Garbrandt got the ball rolling at Wednesday’s open workouts at LA Live by calling his opponent “classless.” Garbrandt remains ticked off by Dillashaw’s actions after knocking Garbrandt out at UFC 217, where he got in his vanquished foe’s face and screamed and then taunted his cornermen.
“He’s classless, that’s T.J., he’s always been like that,” said Garbrandt, who skipped his workout and instead held a question-and-answer session with fans. “That’s who he is. It was classless. Win or lose, when I outclassed Dominick Cruz, I gave him my respect. T.J.’s up in my face and flexing on my team, acting like a little as*hole. I remember every single thing, that’s what motivated me this whole entire camp, T.J. getting in my face after that fight.”
DIllashaw, for his part, laughed when apprised of Garbrandt’s statements.
“Did you guys hear me on the mic after the fight?” Dillashaw asked. “I had nothing but compliments for the guy. If anyone is classless, it went more in my direction.”
Garbrandt also dismissed the notion that he didn’t deserve an immediate rematch after losing, saying that his victory over Dominick Cruz, who defeated Dillashaw to end Dillashaw’s first title reign in 2016, is enough to justify getting right back to the front of the line.
“I outclassed one of the best bantamweight champions in the world [Cruz], who outclassed him,” Garbrandt said. “if you watch that fight with TJ and Dominick, TJ was swinging at air, got outclassed, he said it was a close fight. And you know why? He feels entitled. He had a silver spoon in his mouth his whole life, you know what I mean? He doesn’t know anything about adversity, it’s always b*tch and cry. It takes two years to get back to the top, he said. OK, but you’re not knocking people out. I was knocking people out in the first round. That’s why I got the title shot over him.”

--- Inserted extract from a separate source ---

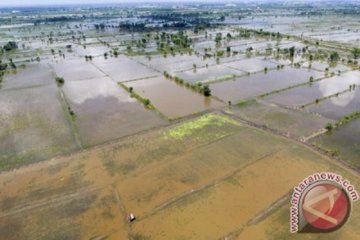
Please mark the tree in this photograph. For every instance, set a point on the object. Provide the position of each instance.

Dillashaw, again, scoffed at Garbrandt’s words. While admitting he doesn’t have the hardscrabble, from-the-streets story of so many successful fighters, he believes he’s had to earn everything he’s accomplished.
“I wouldn’t say I grew up with a silver spoon,” Dillashaw said. “Yeah, I was very fortunate. I have a great family. I was raised the right way, my parents did a great job, I owe them everything. Without them, I’m not the man I am today. I don’t have maybe the typical fighter story of having to grow up rough. I grew up great. I had to work my ass off to get anything I wanted. My first vehicle I had to buy it myself and work to get it. My dad was really hard on me.”

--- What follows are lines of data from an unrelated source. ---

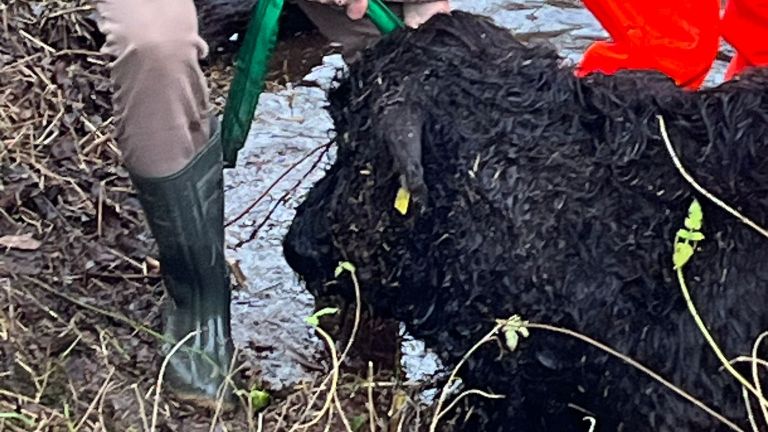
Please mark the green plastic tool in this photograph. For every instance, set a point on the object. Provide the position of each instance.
(252, 65)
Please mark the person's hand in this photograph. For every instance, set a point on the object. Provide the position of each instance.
(356, 9)
(416, 14)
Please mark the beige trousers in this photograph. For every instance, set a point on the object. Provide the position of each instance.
(161, 99)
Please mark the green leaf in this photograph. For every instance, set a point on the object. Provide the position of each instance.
(348, 266)
(259, 399)
(314, 320)
(690, 235)
(683, 253)
(511, 338)
(344, 266)
(695, 216)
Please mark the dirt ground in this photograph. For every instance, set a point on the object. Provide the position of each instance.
(80, 291)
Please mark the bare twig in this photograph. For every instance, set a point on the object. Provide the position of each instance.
(700, 188)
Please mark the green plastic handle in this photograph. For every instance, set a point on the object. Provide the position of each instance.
(252, 66)
(383, 17)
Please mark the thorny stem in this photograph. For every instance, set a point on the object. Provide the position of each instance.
(755, 376)
(334, 381)
(355, 326)
(637, 365)
(444, 393)
(275, 183)
(266, 219)
(711, 341)
(698, 187)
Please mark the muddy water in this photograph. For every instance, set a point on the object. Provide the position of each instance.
(289, 124)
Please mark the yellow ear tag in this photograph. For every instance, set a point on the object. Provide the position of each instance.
(401, 200)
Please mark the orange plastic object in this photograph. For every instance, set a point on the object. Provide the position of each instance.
(745, 27)
(678, 38)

All of this flies in the face of the cordial greeting the duo gave one another at the UFC’s 25th anniversary press conference in Brooklyn in April, which seemed to indicate the heat was off between the two. The way Dillashaw sees it, given that Garbrandt lost last time, his opponent is flailing around trying to find a new way to get in his head.
“He’s trying to be a nice guy, he’s trying to flip the script,” Dillasahw said. “He was a jerk, a bully, and now I have so much ammo that he wants to smooth it over, be the nice guy now. It’s a little bit of a different situation. He can’t be a prick now.”